"Let us be companions in the quest that never ceases—the inquiry into who we are and why we are here. We remind each other of our inner truths and support each other in living our beauty. What a rare experience! To feel equally empowered to hold the circle, to question the process, to be held as vital and sacred by the others."
~From Wisdom Circles by Charles Garfield, Cindy Spring and Sedonia Cahill
Invariably when I tell someone that I've been meeting in a circle with the same people for more than three decades, they ask, "How can I have that in my life?" They are infected by my enthusiasm and are eager to hear my stories of the many ways circle has supported and changed my life for the better. Often, people who are new to this energetic feel overwhelmed about how to start a circle of their own. Taking those first steps are the biggest steps. But in truth, they are really baby steps. I find it is always the best to go for what is close to you.
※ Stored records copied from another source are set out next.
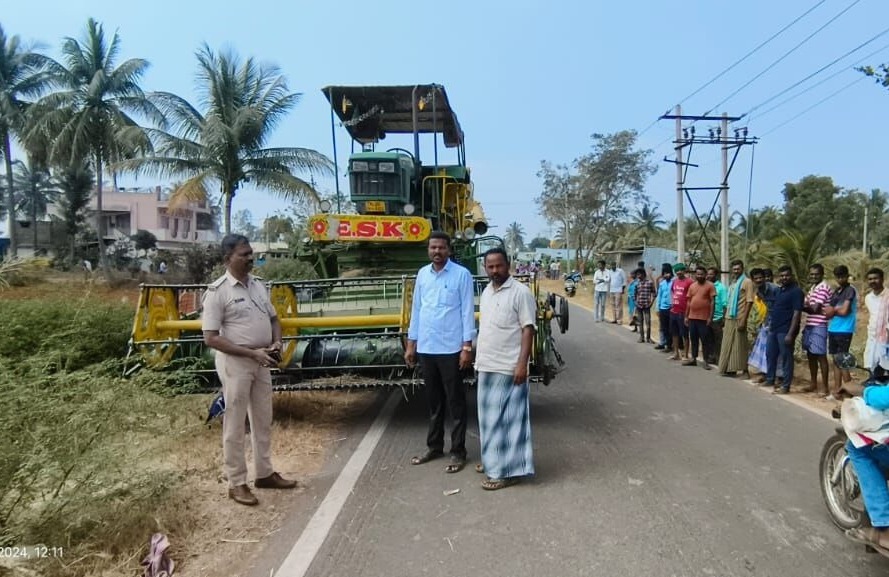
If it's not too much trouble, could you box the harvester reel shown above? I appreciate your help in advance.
[133,287,181,367]
[269,284,299,367]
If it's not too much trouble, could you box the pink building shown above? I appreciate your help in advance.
[90,186,221,250]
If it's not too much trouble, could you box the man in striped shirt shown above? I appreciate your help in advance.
[802,263,833,395]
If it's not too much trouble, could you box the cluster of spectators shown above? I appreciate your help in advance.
[630,260,889,400]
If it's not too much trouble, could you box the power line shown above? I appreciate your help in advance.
[741,28,889,116]
[760,75,867,138]
[679,0,827,104]
[744,38,889,118]
[704,0,861,115]
[639,0,827,136]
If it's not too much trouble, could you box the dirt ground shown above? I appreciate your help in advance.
[540,279,868,415]
[147,391,377,577]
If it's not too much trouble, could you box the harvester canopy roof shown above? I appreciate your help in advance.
[324,84,463,148]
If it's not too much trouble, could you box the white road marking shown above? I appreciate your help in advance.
[275,391,401,577]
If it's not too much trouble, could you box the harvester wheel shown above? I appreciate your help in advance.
[269,284,299,367]
[133,287,181,367]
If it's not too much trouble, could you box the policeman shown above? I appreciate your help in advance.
[202,234,296,505]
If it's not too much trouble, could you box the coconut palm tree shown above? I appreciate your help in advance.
[503,222,525,258]
[0,26,49,257]
[118,45,333,234]
[56,164,94,263]
[26,18,165,265]
[763,226,830,279]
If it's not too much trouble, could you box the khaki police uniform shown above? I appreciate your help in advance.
[201,271,277,487]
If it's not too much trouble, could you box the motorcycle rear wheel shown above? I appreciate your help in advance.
[818,433,869,531]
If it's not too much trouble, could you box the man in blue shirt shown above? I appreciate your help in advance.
[846,386,889,555]
[654,263,673,353]
[404,231,475,473]
[766,265,804,395]
[824,264,858,401]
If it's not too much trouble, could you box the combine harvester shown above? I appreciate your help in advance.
[131,84,568,390]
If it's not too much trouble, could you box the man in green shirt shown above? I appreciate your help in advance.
[704,267,728,365]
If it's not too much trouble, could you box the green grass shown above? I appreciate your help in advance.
[0,297,202,575]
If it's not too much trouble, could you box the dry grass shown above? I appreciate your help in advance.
[86,391,377,577]
[0,271,377,577]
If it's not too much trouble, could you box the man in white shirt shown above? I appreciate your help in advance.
[593,260,611,323]
[608,262,627,325]
[864,268,889,371]
[475,248,537,491]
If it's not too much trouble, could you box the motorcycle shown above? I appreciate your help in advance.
[818,367,889,531]
[818,418,870,531]
[565,272,582,297]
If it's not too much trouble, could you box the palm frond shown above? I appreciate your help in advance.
[248,171,320,203]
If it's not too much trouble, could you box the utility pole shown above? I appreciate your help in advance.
[861,206,867,256]
[674,104,685,262]
[719,112,731,286]
[660,111,757,277]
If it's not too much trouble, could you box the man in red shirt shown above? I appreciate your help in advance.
[682,266,716,371]
[670,262,694,361]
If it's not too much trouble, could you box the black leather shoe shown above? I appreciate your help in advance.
[228,485,259,507]
[253,473,296,489]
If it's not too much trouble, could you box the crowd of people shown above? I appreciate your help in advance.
[593,260,889,400]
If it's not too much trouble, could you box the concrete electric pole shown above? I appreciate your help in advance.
[660,112,757,276]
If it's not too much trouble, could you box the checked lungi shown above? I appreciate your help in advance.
[478,372,534,479]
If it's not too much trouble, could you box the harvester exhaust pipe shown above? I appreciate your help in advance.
[466,201,488,236]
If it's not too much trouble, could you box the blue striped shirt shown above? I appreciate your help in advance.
[407,260,475,355]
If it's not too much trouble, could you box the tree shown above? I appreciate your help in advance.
[764,228,827,280]
[119,45,333,234]
[503,222,525,258]
[231,208,259,240]
[783,175,865,252]
[632,202,667,244]
[536,130,657,260]
[57,165,93,262]
[13,155,60,251]
[28,18,164,265]
[0,26,49,257]
[528,236,549,250]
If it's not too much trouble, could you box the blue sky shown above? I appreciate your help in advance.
[0,0,889,237]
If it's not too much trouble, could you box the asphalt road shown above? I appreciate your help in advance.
[268,307,889,577]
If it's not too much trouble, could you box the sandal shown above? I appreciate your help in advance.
[445,455,466,473]
[482,477,519,491]
[411,449,444,465]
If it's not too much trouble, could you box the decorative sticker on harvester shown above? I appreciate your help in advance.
[309,214,432,242]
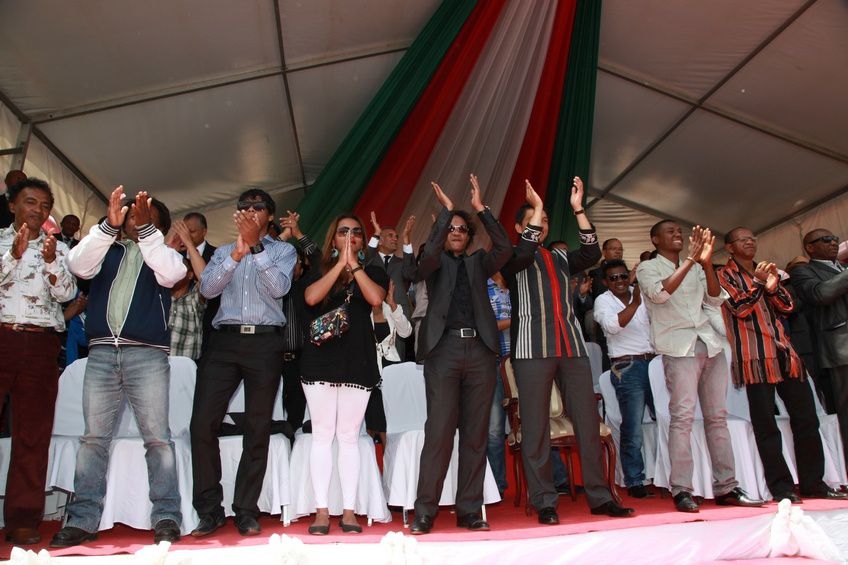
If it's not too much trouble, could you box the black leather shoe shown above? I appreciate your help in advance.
[772,490,804,504]
[50,526,97,547]
[191,514,227,538]
[409,516,433,536]
[153,519,180,543]
[590,500,636,518]
[236,514,262,536]
[674,491,700,513]
[539,506,559,526]
[456,512,489,532]
[627,485,653,498]
[801,487,848,500]
[716,487,765,507]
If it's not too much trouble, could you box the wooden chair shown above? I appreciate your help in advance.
[500,356,621,514]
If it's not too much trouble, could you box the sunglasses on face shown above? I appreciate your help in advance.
[808,235,839,245]
[236,200,268,212]
[336,226,362,237]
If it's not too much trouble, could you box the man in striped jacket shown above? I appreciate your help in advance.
[501,177,633,525]
[718,227,848,502]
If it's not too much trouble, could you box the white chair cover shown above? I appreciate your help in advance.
[599,371,657,486]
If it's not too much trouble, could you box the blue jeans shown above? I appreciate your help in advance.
[66,345,182,532]
[610,359,654,487]
[486,375,507,496]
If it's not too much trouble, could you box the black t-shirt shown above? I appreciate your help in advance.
[300,265,389,390]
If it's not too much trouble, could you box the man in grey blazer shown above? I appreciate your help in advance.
[404,175,512,535]
[792,228,848,464]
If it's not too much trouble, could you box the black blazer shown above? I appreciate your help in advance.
[404,208,512,362]
[792,261,848,369]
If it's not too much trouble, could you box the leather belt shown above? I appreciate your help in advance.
[445,328,477,337]
[610,353,657,363]
[218,324,283,335]
[0,323,56,334]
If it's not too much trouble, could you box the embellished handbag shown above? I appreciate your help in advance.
[309,288,353,345]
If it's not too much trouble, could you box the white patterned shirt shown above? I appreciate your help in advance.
[0,224,77,332]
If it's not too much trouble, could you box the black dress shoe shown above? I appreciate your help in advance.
[50,526,97,547]
[627,485,653,498]
[236,514,262,536]
[153,519,180,543]
[456,512,489,532]
[539,506,559,526]
[589,500,636,518]
[801,486,848,500]
[716,487,766,507]
[409,516,433,536]
[191,514,227,538]
[772,490,804,504]
[674,490,700,513]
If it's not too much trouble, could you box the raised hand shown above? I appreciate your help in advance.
[430,181,453,210]
[371,210,383,237]
[569,177,583,212]
[106,185,129,229]
[403,216,415,245]
[133,190,153,226]
[41,234,56,263]
[11,222,29,261]
[470,173,486,212]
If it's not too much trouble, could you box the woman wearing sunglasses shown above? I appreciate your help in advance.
[300,214,389,535]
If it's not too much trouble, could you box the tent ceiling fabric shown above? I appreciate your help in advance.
[0,0,848,259]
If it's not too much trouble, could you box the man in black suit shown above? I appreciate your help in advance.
[183,212,221,353]
[404,175,512,535]
[792,228,848,464]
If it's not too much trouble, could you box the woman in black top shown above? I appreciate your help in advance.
[300,214,388,534]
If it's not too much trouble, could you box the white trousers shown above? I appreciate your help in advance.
[303,384,371,510]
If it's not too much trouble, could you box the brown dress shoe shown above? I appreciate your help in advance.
[6,528,41,545]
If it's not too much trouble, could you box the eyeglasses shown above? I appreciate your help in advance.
[236,200,268,212]
[807,235,839,245]
[336,226,362,237]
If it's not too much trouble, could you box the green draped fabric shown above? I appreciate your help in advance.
[298,0,477,238]
[545,0,601,249]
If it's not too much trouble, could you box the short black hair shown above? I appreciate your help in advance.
[651,218,677,237]
[183,212,209,230]
[239,188,277,217]
[601,259,630,278]
[9,177,53,208]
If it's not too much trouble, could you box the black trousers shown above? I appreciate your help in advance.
[191,331,283,517]
[415,335,496,517]
[512,357,612,510]
[745,379,825,496]
[283,353,306,431]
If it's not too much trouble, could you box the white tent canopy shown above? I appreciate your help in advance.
[0,0,848,262]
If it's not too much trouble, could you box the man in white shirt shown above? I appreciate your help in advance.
[0,178,77,545]
[594,259,654,498]
[636,220,763,512]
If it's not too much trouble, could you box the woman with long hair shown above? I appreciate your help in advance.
[301,214,389,535]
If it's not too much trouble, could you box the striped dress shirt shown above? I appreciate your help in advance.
[200,235,297,329]
[718,257,804,386]
[501,226,601,359]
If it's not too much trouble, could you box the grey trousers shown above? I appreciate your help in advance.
[662,340,739,496]
[512,357,612,510]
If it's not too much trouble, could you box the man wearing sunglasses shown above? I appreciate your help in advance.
[792,228,848,464]
[594,259,654,498]
[191,189,297,537]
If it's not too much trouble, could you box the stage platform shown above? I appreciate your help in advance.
[6,496,848,565]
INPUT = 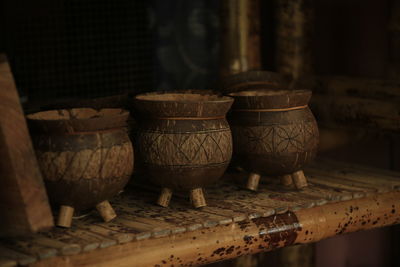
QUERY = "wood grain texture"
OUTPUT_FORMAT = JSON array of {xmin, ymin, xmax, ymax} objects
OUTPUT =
[
  {"xmin": 0, "ymin": 55, "xmax": 53, "ymax": 235},
  {"xmin": 310, "ymin": 76, "xmax": 400, "ymax": 132},
  {"xmin": 0, "ymin": 160, "xmax": 400, "ymax": 267},
  {"xmin": 275, "ymin": 0, "xmax": 314, "ymax": 81},
  {"xmin": 220, "ymin": 0, "xmax": 261, "ymax": 76}
]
1. Make the commitment to yourself and write it down
2. Put out the call
3. Be consistent
Step One: Set forth a clear intention.
Years ago I learned from Rev. Mary Manin Morrissey that everything is born twice. First it is born in the imagination and then it is manifested into the world. In the beginning one must be very clear about the intention of starting a circle. You will not know all the details, but you need to be clear in the overall intention of meeting regularly and grow into what I call, "friends of the heart." Instead of saying, "Having a circle in my life is a good idea."or "Yes, I'm going to create a circle in my life," say, "It's as good as done, I'm going to make it so no matter what." This is the kind of initiating energy you must create. It isn't hard work; it is having a powerful expectation that your life will be well served for you to meet regularly with others who are willing to be in their fullness and authenticity. Write it down! This anchors it into the world of manifestation.
Step Two: Put out the call.
After you have made the inner commitment you need to put up your sail and catch the wind, tune into other people who want to travel this breeze with you. It doesn't take a lot of people to begin with. In fact one or two others will be fine. There is no complex magic about it. Talk to a friend about this idea. You may feel awkward at first because you haven't done it; be assured that there is a field of energy holding you. As humans we have been circling since the dawn of history. Check out books and web resources that describe what sitting in circle is all about. If people turn you down to begin with, do not be discouraged. Trust that the perfect people will begin to show up. Remember even two people can make a circle. It is my experience that if two people meet on a regular basis, using circle principles, it acts as an attractor for others.
Step Three: Meet on a consistent basis.
Put your circle time in your calendar as an important event. Keep this commitment to yourself, just as you would a doctor's or dental appointment. Show up even if you are the only one. When someone wants to make an appointment with you and you look in your calendar and see that it will conflict with your circle time, say, "No, I'm sorry, I can't make it at that time, can you select another time?" There will be times when you feel too tired to go. Go anyway. Push through. Afterwards, you'll be truly delighted you went. As you respect this sacred time, it will respect you and bring you many gifts. Being sporadic in your meeting time will create a leaky container. Meeting consistently builds a powerful and vitalizing bond.